Fundamentally, it is imperative for learning, emotional, physical, and mental health function that the right and left halves of our brain have strong connections to one another. Cursive writing assists in that.

In a way, we can see cursive writing a little like that. We use it because it builds and strengthens pathways between right and left halves of our brain, which we in turn use for just about everything in life.

Cursive exercises and strengthens our entire brain
Using our whole brain means we see not only the details, but make sense of them as well. “Fast” can mean going quickly, or affixed firmly in place — or even not eating!  What a writer means needs to be deciphered by the right brain.
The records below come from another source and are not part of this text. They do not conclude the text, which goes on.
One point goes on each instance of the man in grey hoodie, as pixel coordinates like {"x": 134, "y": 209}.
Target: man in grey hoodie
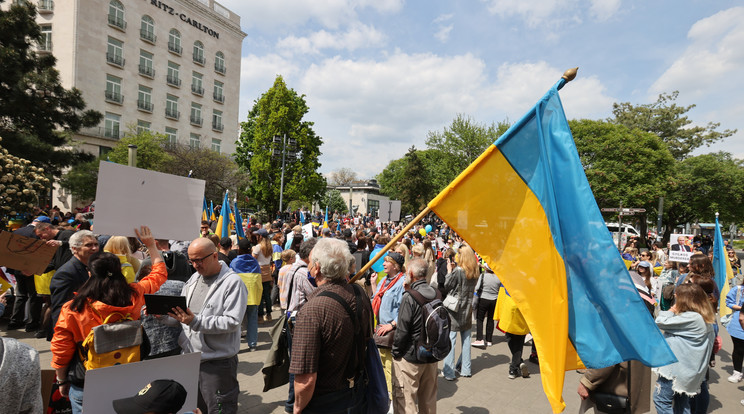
{"x": 216, "y": 301}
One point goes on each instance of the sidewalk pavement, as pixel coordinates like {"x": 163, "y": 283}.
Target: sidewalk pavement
{"x": 489, "y": 390}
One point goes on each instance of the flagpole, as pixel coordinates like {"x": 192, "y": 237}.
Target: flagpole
{"x": 387, "y": 247}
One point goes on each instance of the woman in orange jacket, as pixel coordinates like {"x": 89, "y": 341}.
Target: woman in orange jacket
{"x": 105, "y": 292}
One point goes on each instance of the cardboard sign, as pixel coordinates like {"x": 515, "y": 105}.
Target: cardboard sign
{"x": 25, "y": 253}
{"x": 104, "y": 385}
{"x": 128, "y": 197}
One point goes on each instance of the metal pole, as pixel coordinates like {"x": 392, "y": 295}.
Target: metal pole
{"x": 132, "y": 162}
{"x": 281, "y": 188}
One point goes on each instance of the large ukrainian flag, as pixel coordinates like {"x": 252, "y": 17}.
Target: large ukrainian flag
{"x": 526, "y": 207}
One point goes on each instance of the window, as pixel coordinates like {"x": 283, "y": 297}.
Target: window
{"x": 196, "y": 83}
{"x": 172, "y": 78}
{"x": 111, "y": 124}
{"x": 115, "y": 52}
{"x": 171, "y": 107}
{"x": 194, "y": 141}
{"x": 45, "y": 43}
{"x": 142, "y": 126}
{"x": 196, "y": 118}
{"x": 113, "y": 89}
{"x": 145, "y": 66}
{"x": 147, "y": 29}
{"x": 217, "y": 120}
{"x": 217, "y": 94}
{"x": 172, "y": 135}
{"x": 174, "y": 41}
{"x": 116, "y": 15}
{"x": 199, "y": 53}
{"x": 144, "y": 99}
{"x": 219, "y": 63}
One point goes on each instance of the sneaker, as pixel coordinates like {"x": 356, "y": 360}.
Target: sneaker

It’s part of why robots do so poorly as substitute-humans. They can calculate (left brain) but are clueless as to how to sell a pen or tie a shoe (whole brained functioning).

Athletes don’t just practice a narrow skill over and over. They lift weights, cross train, even go to ballet class to optimize small muscle strength and control. These ancillary exercises contribute to their ability to perform at their best ability.

Whole-brained functioning leads to all sorts of good things — decision-making, physical grace, optimum learning, social skills, emotional maturity. Physical dexterity is part of this.